Prices fall as Aussies snap up gizmos

Prices fall as Aussies snap up gizmos

Australian sales of digital lifestyle products hit a record A$3.6 billion last year, according to a new analyst report.

The latest ‘Canon Digital Lifestyle Index’ (CDLI), compiled by GfK analysts, found total sales leapt 36.8% compared to the previous year.

Project manager Angus Macaskill says this was achieved despite a significant fall in average prices across most product categories.

Photo printer prices fell furthest, dropping by an average of 52.8% to less than A$110.

GfK attributed this to increased product distribution, as well as camera and photo printer bundling in the retail sector. Average plasma TV prices also dropped 30%.

Macaskill says market growth of more than 30% in each of the past two years, despite falling prices, shows that consumers are spending enormous amounts of money in a market that didn't exist just three to four years ago.

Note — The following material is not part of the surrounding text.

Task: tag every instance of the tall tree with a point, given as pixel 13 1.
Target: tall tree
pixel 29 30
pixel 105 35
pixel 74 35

The good news for sellers, he says, is that consumers are no longer waiting two to three years to upgrade existing digital products.

Macaskill estimates a third of consumers purchasing digital cameras in the past year already owned a model. Improved consumer understanding of digital products and their compatibility also helped push sales. This is evident in the corresponding rise in photo printer and digital still camera sales, widescreen TVs and DVD recorders.

Digital still cameras continued to be the most popular product, with almost two million units sold in the second half of 2005. These amount to A$471 million or 22% of total spend.

According to Macaskill, one in every three Australian adults now owns a digital camera.

Plasma TV sales reached A$440 million and account for 20% of spending, while LCD TVs sales trebled compared to the same six-month period a year earlier to hit A$234.5 million. Digital media players have also seen significant growth, accounting for 16% of market spend.

"Digital media players are enormous. In the first half of last year [2005], sales were ten times those of the previous year," Macaskill says. "This was off a small base but we still saw a 215% jump in the second half when these products were already selling by the boat load."

The introduction of Sony's PlayStation Portable (PSP) has helped keep game consoles on the must-have list, he says, with Microsoft's Xbox 360 and the as-yet-unscheduled release of PlayStation 3 expected to see sales spike.